Interview-Pr Mariatou Koné (DG du PNCS) : « L’indemnisation des victimes commencera par ceux qui ont perdu des parents »

0
5

Abidjan, 15 juil (AIP) – Dans une interview accordée à l’AIP, la présidente du Programme national de cohésion sociale, Pr Koné Mariatou, fait le bilan de ses activités et promet le début de l’indemnisation des victimes par ceux ayant perdu des parents.

Mme La Directrice générale, l’opération de recensement des victimes devrait prendre fin le 30 juin. A ce jour, l’opération a-t-elle réellement pris fin ? Combien de victimes ont pu être recensées à cette occasion ?

Je vous remercie. Effectivement, la Commission nationale pour la réconciliation et l’indemnisation des victimes (CONARIV) a lancé un message, disant que les opérations de recensement devraient prendre fin le 30 juin. Effectivement, ce n’est pas qu’il n’y a plus de victimes, mais depuis le 30 juin, les opérations se sont arrêtées. La question sous-jacente, c’est combien de personnes ont été recensées ? Je dois vous avouer qu’à ce jour, il est difficile de produire un chiffre fiable. Dans la mesure où le recensement s’est opéré sur l’ensemble du territoire national, Il faut que les derniers chiffres remontent. Et puis, les associations de victimes ont procédé à des recensements. Le Programme national de cohésion sociale a reçu des victimes. Donc, nous avons recensé des victimes.
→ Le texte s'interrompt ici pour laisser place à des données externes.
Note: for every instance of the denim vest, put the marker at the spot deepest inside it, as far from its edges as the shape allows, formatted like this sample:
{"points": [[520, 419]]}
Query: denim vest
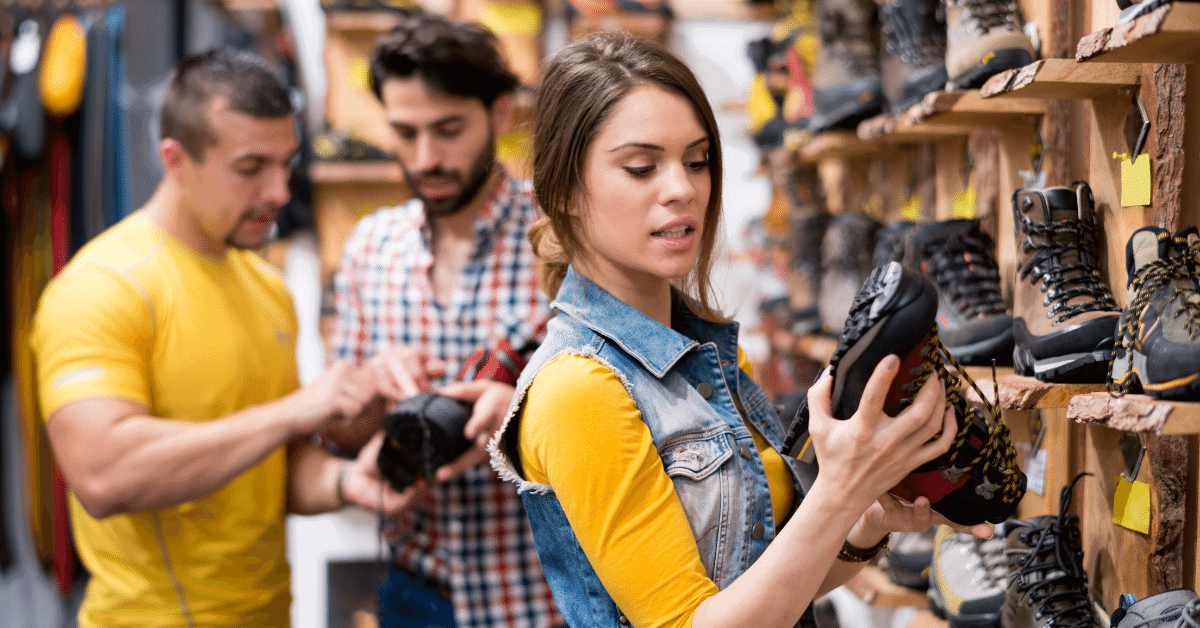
{"points": [[683, 381]]}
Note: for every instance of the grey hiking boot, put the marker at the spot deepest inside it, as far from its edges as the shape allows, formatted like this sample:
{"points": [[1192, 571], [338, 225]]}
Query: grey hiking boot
{"points": [[1158, 345], [913, 46], [973, 321], [1177, 608], [967, 579], [1047, 586], [983, 37], [845, 264], [1063, 315], [846, 87]]}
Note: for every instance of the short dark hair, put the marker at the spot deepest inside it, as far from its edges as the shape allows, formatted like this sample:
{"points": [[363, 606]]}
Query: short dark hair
{"points": [[460, 59], [243, 79]]}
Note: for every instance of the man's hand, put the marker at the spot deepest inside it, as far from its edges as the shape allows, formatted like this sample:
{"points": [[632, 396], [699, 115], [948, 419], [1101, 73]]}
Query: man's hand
{"points": [[401, 372], [491, 404], [341, 393], [364, 486]]}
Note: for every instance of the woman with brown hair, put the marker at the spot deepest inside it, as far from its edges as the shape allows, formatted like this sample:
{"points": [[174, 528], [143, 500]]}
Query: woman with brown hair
{"points": [[647, 459]]}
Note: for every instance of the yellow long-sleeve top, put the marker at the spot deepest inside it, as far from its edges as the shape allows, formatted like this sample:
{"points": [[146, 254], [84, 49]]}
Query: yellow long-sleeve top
{"points": [[581, 434]]}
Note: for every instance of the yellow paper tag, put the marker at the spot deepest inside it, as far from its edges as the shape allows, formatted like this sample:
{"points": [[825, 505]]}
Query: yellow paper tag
{"points": [[911, 209], [1135, 181], [1131, 506], [964, 204], [360, 73]]}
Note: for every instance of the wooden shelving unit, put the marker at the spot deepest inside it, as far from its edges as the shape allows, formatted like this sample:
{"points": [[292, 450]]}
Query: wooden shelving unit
{"points": [[1062, 79], [969, 108], [1137, 413], [1168, 35]]}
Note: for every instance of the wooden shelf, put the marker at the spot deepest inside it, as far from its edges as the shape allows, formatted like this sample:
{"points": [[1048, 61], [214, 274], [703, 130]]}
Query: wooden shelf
{"points": [[837, 144], [969, 108], [1027, 393], [1168, 35], [1135, 413], [351, 172], [871, 585], [1062, 79], [363, 21]]}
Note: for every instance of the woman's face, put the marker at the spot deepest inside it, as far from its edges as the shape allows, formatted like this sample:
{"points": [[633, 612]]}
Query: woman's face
{"points": [[646, 191]]}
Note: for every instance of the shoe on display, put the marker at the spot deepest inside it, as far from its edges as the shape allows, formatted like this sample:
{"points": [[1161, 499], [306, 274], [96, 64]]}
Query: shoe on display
{"points": [[967, 578], [1158, 342], [846, 87], [1047, 585], [909, 557], [1132, 11], [337, 145], [983, 37], [894, 314], [845, 263], [1063, 315], [913, 51], [1169, 609], [973, 321]]}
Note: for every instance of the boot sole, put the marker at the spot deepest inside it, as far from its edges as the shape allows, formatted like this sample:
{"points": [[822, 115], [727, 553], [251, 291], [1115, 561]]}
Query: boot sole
{"points": [[1073, 368], [994, 64]]}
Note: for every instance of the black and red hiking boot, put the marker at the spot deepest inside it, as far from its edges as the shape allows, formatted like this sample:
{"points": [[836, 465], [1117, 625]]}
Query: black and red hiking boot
{"points": [[894, 314]]}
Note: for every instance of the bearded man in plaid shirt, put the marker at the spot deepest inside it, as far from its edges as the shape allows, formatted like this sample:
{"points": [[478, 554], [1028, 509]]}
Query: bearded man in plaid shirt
{"points": [[426, 286]]}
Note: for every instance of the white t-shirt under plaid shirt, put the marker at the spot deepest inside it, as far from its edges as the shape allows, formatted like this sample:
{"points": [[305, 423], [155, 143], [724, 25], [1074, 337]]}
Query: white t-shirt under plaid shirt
{"points": [[472, 533]]}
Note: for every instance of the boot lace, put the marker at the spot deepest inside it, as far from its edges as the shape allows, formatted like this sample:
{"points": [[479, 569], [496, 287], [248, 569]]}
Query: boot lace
{"points": [[1174, 271], [1066, 281], [988, 15], [1051, 570], [965, 268], [905, 36], [1182, 616], [996, 454]]}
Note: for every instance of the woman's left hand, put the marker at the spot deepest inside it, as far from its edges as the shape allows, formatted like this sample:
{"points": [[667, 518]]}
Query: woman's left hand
{"points": [[892, 514]]}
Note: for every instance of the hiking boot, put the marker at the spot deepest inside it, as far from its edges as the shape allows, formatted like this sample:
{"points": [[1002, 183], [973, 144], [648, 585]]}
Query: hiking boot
{"points": [[967, 579], [846, 85], [973, 322], [1132, 11], [889, 241], [1065, 317], [1157, 348], [983, 37], [845, 263], [1169, 609], [804, 275], [909, 557], [893, 314], [913, 60], [1047, 585]]}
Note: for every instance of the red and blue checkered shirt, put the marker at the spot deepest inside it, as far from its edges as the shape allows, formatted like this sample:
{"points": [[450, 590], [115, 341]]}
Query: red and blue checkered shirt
{"points": [[469, 534]]}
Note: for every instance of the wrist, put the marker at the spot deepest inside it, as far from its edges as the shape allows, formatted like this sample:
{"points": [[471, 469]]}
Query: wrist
{"points": [[340, 484]]}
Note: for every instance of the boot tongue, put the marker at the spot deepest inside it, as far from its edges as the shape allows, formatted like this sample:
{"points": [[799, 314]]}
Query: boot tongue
{"points": [[1157, 605]]}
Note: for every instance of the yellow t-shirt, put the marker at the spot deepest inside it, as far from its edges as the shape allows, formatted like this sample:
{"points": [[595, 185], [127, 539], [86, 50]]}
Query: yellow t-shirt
{"points": [[622, 506], [139, 316]]}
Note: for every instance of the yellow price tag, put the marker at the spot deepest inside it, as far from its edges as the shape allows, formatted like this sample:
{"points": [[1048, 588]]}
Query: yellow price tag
{"points": [[964, 204], [911, 209], [1131, 506], [1134, 181]]}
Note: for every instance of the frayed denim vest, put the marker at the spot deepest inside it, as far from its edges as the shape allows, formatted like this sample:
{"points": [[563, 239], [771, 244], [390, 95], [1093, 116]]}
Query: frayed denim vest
{"points": [[683, 381]]}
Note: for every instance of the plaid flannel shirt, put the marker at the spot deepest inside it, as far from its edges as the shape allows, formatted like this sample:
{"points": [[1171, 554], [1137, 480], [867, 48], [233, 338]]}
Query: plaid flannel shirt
{"points": [[469, 534]]}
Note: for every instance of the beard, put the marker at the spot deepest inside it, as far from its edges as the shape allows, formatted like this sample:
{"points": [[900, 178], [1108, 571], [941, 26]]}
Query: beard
{"points": [[469, 183]]}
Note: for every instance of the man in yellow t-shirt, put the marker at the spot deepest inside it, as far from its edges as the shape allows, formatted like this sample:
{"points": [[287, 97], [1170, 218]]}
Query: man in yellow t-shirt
{"points": [[167, 376]]}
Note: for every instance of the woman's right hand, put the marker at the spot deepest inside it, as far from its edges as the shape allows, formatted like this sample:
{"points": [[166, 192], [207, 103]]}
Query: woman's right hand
{"points": [[869, 453]]}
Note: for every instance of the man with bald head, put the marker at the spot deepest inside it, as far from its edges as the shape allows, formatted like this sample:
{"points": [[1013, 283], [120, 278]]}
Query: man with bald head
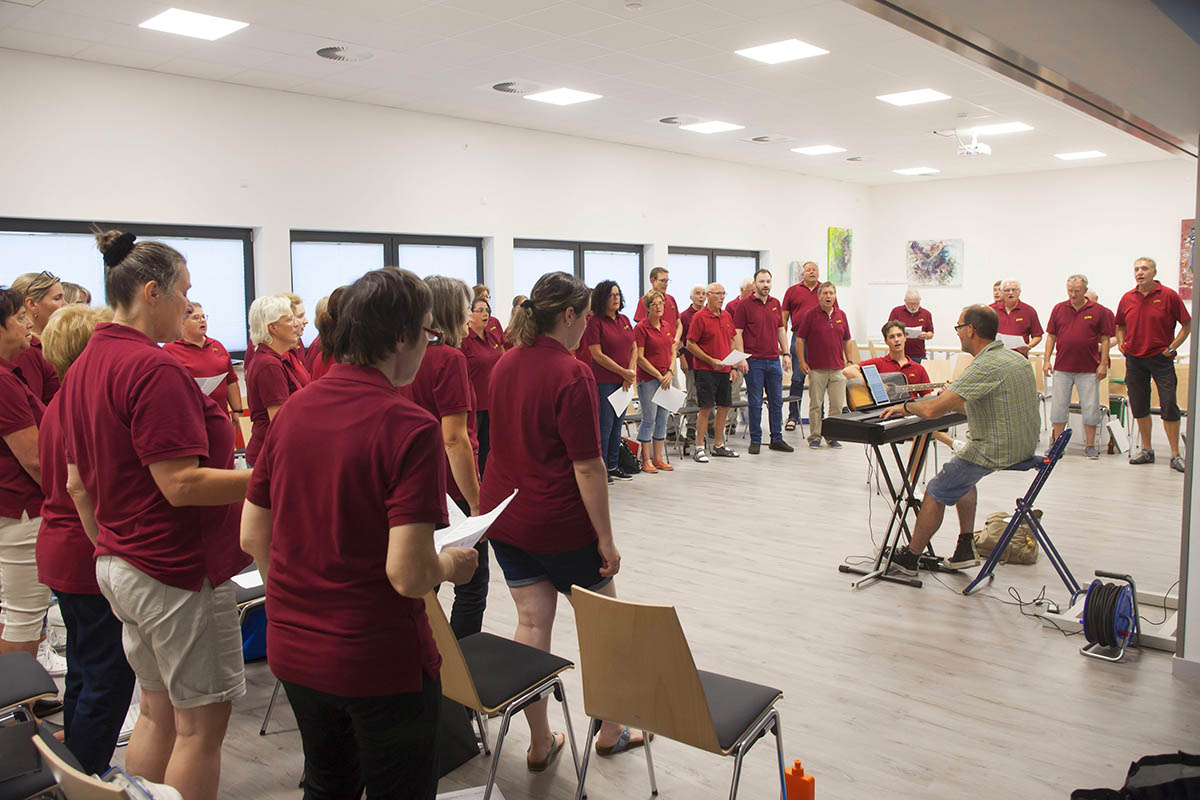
{"points": [[915, 318]]}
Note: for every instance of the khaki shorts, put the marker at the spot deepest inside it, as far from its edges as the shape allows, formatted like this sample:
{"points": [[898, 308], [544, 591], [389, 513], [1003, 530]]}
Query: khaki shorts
{"points": [[180, 642]]}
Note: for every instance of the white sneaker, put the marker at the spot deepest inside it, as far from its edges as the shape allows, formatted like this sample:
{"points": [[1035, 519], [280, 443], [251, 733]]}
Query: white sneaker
{"points": [[51, 661]]}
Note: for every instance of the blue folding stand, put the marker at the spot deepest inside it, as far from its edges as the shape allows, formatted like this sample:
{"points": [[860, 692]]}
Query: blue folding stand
{"points": [[1044, 465]]}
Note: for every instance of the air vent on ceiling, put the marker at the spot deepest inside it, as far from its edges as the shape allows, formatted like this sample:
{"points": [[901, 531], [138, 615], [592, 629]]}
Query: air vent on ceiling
{"points": [[341, 53]]}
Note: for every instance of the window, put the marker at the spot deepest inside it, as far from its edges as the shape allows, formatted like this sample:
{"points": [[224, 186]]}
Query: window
{"points": [[220, 262]]}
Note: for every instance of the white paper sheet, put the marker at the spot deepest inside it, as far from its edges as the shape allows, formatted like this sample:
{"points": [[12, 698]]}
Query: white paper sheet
{"points": [[733, 358], [251, 579], [671, 398], [209, 384], [621, 398], [468, 530]]}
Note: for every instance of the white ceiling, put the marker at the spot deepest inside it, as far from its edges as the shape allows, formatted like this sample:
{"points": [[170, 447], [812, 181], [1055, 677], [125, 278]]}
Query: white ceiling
{"points": [[671, 58]]}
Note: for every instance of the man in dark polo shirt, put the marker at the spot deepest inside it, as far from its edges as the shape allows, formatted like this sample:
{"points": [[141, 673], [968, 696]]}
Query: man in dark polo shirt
{"points": [[759, 320], [1146, 318], [822, 347], [1081, 330]]}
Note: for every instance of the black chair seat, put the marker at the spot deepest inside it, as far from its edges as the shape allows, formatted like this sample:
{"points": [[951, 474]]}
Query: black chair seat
{"points": [[735, 704], [504, 669], [23, 679]]}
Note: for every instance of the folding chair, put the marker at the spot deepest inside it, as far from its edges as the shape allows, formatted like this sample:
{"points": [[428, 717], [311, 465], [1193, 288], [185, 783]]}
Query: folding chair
{"points": [[1024, 513], [639, 671]]}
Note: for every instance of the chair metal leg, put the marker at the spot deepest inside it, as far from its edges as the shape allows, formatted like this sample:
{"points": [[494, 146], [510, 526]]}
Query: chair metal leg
{"points": [[649, 761], [593, 728], [270, 707]]}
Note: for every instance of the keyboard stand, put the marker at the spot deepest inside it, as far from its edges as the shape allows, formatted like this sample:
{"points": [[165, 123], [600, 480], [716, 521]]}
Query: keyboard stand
{"points": [[904, 503]]}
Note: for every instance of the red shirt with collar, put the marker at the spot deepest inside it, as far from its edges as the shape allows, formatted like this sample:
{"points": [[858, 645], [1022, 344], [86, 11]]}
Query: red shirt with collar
{"points": [[1078, 336], [1023, 322], [19, 409], [913, 348], [347, 459], [657, 343], [129, 404], [208, 360], [713, 334], [823, 336], [483, 353], [270, 380], [545, 417], [1150, 319], [443, 388], [616, 341], [37, 373], [760, 322]]}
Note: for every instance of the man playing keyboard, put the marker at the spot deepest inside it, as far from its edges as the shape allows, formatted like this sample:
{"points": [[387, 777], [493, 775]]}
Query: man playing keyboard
{"points": [[1000, 398]]}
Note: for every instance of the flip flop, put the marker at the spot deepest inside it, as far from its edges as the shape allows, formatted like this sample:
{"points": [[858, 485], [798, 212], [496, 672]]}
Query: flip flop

La CONARIV dans ses démembrements au niveau national, a aussi recensé des victimes. Sans compter qu’il y a des organisations de la société civile  qui détiennent des listes de victimes, ainsi que la CDVR qui, en son temps, avait recensé des victimes.

La Cellule spéciale d’enquête et d’instruction avait reçu des victimes. La Commission nationale d’enquête avait également reçu des victimes. La Chambre de commerce et d’industrie, parce que souvent on parle de personnes physiques, mais il y a aussi les personnes morales, les entreprises, etc. Il y a donc plusieurs listes de victimes qui sont à consolider. C’est-à-dire que nous devons mettre toutes ces listes ensemble, tous ceux qui détiennent une liste, y compris les agents du Système des Nations Unies. Nous devons centraliser toutes ces listes, pour que nous puissions dire qu’aujourd’hui, nous avons tel nombre de victimes.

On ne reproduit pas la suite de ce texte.